Pusat Polisi Militer (Puspom) TNI mempunyai pekerjaan rumah (PR) besar terkait transparansi penanganan kasus Kepala Basarnas Marsdya Heri Alfiandi yang terjerat kasus dugaan suap. Pasalnya, publik selama ini beranggapan bahwa TNI sulit tersentuh hukum apabila terdapat personelnya terbukti melakukan pelanggaran. Oleh karena itu, transparansi penanganan kasus yang menjerat Henri pun menjadi momentum positif bagi TNI untuk menepis stigma publik. Kepala Badan Pembinaan Hukum (Kababinkum) TNI Laksamana Muda Kresno Buntoro memastikan, tidak ada prajurit TNI yang kebal hukum. Kepastian hukum tersebut juga berlaku bagi Henri dan anak buah Letkol Afri Budi Cahyanto yang tersandung kasus dugaan suap terkait pengadaan barang dan jasa di lingkungan Basarnas periode 2021-2023. Komisi Pemberantasan Korupsi (KPK) menduga bahwa Henri menrima suap sebesar Rp 88,3 miliar. Kresno memastikan bahwa tidak ada satu pun personel TNI yang bisa lepas dari jerat hukum apabila terbukti melakukan pelanggaran hukum.

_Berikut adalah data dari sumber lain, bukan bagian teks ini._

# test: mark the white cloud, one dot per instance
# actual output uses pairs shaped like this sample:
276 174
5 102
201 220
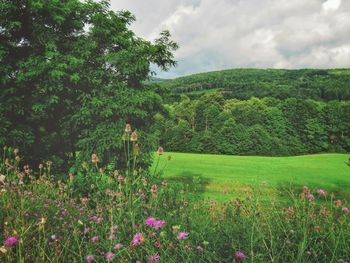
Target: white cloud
247 33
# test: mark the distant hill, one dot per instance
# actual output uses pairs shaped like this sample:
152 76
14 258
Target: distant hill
318 84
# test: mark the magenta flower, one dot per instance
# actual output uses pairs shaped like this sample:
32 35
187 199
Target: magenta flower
150 221
240 255
138 239
95 239
154 259
182 235
321 192
10 241
89 259
118 246
109 256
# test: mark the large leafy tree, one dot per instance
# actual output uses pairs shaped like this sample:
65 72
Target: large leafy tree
71 77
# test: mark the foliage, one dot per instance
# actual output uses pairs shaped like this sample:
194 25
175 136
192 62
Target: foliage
72 75
135 217
268 126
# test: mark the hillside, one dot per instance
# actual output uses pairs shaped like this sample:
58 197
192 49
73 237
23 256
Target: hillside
318 84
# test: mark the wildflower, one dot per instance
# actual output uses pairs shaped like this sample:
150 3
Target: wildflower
200 249
150 221
109 256
133 137
127 127
240 255
89 259
321 192
118 246
154 259
311 197
10 241
160 151
94 158
138 239
154 188
95 239
345 210
2 178
182 235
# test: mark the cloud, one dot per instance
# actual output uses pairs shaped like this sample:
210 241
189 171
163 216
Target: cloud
224 34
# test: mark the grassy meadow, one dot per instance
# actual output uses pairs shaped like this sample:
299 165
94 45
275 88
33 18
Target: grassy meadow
217 175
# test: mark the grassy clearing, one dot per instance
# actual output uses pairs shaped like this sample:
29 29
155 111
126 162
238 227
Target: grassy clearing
218 174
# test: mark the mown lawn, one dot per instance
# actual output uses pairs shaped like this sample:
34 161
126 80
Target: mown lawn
221 176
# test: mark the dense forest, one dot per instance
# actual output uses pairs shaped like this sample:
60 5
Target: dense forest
317 84
257 112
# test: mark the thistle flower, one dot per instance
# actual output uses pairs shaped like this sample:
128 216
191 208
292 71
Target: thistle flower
10 241
133 137
118 246
154 259
95 239
182 235
127 127
89 259
109 256
240 255
138 239
160 151
94 158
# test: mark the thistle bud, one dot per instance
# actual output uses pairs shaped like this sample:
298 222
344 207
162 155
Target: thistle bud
127 127
94 158
160 151
133 137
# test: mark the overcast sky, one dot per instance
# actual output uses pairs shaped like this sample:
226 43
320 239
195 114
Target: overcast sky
221 34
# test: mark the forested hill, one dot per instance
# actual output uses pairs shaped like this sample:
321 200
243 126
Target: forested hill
317 84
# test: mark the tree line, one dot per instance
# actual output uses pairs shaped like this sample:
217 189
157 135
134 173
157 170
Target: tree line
267 126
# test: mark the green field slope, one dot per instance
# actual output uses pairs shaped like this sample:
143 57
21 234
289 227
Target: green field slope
213 175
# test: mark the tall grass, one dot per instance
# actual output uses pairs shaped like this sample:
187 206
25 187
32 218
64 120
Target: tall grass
130 215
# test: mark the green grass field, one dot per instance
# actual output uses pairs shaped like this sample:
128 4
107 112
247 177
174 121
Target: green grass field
218 174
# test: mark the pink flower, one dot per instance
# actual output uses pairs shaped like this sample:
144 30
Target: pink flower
109 256
154 259
118 246
89 259
138 239
240 255
321 192
311 197
182 235
150 221
10 241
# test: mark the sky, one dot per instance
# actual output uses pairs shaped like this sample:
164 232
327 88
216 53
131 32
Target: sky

Panglima TNI Laksamana Yudo Margono mengatakan, kasus Henri dan Afri menjadi evaluasi TNI. Yudo mengingatkan agar jajarannya tidak melihat peristiwa tersebut dari sisi negatif pemberitaan. Hal ini disampaikan Yudo usai memimpin serah terima jabatan (sertijab) Pejabat Utama Mabes TNI di GOR A. Yani Mabes TNI, Cilangkap, Jakarta Timur, Jumat (28/7/2023). Yudo juga memberikan pesan kepada Marsekal Madya Kusworo yang akan menggantikan Henri Alfiadi sebagai kepala Basarnas untuk tidak melupakan dirinya adalah TNI. Dia juga meminta prajurit TNI yang berdinas di sipil agar terus menjalin komunikasi dengan induknya, yaitu TNI. Selain itu, Yudo berpesan agar prajurit TNI yang berdinas di luar struktur TNI memakai baju seragamnya saat bertugas.
Penanganan kasus Henri dan Afri dinilai menjadi momentum TNI untuk menepis stigma publik. Co-Founder Institute for Security and Strategic Studies (ISESS), Khairul Fahmi, menilai bahwa Puspom TNI harus membuktikan bahwa mereka dapat memproses kasus ini dengan akuntabel. Di luar perdebatan soal yurisdiksi hukum, Fahmi memahami adanya anggapan buruk masyarakat luas terhadap penegakan hukum di internal TNI. Fahmi menganggap, momentum ini seharusnya menjadi ajang bagi TNI menepis stigma buruk itu dengan penanganan kasus yang adil, imparsial, transparan, dan akuntabel.